Pascaline Della Faille souligne une réorganisation des chaînes de valeur et de production, autour des concepts de friendshoring et nearshoring (produire chez ses amis ou à proximité), certainement pour les matières critiques et les biens stratégiques. “Cela devrait notamment profiter à l’Amérique latine, dit-elle. Mais l’une des conséquences, ce sera une augmentation des coûts de production.”

3. Est-ce la fin d’une certaine idée de la mondialisation ?

Quand les Etats mettent en avant la défense de leurs intérêts géostratégiques, c’est effectivement au détriment des règles classiques du commerce international. “Nous sommes passés du multilatéralisme à une succession d’accords de libre-échange bilatéraux ou régionaux, constate Raphaël Cecchi.

“Déjà aujourd’hui, les pays règlent leurs différents directement entre eux, sans attendre une décision de l’OMC.” Raphaël Cecchi (Credendo)

L’organisation mondiale du commerce pourrait bien être un mort-vivant si Donald Trump devait revenir au pouvoir. Déjà aujourd’hui, les pays règlent leurs différents directement entre eux, sans attendre une décision de l’OMC. Aujourd’hui, nous sommes plus dans un far west organisé que dans un vrai cadre réglementaire.” Il élargit même son propos et estime que la coopération internationale est, dans son ensemble, la grande perdante des dernières évolutions. “C’est vrai pour le commerce, la dette, le climat et même, oserais-je le dire, les droits humains”, précise-t-il.

Pour Tanguy Struye, ces derniers mois marquent la fin de la mondialisation telle que nous l’avons connue, au profit de la reconstruction de blocs régionaux destinés à garantir l’approvisionnement. “Le covid avait actionné la sonnette d’alarme, l’invasion de l’Ukraine, avec son impact sur la fourniture de gaz, l’a renforcée, dit-il. Les Etats ont pris conscience du danger de dépendre de pays qui ne sont pas nos amis, sans être nécessairement des adversaires non plus d’ailleurs.”

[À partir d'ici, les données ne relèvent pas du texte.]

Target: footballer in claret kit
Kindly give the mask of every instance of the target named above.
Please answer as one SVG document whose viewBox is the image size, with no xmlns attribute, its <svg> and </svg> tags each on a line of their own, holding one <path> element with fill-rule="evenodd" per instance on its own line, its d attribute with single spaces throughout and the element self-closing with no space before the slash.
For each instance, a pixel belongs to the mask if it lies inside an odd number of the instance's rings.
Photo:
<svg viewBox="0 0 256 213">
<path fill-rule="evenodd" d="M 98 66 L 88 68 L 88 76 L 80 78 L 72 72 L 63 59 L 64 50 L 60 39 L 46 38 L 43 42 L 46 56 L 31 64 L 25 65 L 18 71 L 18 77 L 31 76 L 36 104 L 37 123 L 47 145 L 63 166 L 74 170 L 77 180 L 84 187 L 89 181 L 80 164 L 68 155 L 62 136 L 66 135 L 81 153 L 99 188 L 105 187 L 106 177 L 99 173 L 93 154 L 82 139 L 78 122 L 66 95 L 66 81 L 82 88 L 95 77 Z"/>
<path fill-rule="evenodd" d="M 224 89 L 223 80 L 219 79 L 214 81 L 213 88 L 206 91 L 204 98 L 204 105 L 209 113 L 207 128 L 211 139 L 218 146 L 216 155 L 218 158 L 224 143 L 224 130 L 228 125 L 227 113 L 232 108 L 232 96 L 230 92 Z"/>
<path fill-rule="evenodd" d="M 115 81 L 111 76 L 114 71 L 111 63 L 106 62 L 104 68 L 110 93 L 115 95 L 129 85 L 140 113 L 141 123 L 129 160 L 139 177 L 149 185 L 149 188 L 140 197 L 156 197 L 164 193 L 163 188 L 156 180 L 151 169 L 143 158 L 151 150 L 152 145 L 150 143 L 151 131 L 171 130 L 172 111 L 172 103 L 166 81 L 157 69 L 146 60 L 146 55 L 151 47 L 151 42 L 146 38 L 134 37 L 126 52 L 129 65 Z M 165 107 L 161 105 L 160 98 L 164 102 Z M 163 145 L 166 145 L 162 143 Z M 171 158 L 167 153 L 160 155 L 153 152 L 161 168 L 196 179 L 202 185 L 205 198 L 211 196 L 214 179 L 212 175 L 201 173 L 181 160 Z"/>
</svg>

Et tant pis si la relocalisation de certaines productions entraîne une augmentation des coûts et donc des prix à la consommation… “Cette stratégie de de-risking ne touchera pas tous les secteurs de la même manière, précise cependant Tanguy Struye. Elle sera prégnante dans les minéraux, l’énergie ou l’high-tech, moins dans les domaines non stratégiques, où une économie mondialisée continuera à fonctionner. Ce sera un fameux défi pour les Etats comme pour les groupes multinationaux, ils devront gérer cette double économie, l’une ouverte et mondialisée, l’autre plus fermée et organisée en blocs.”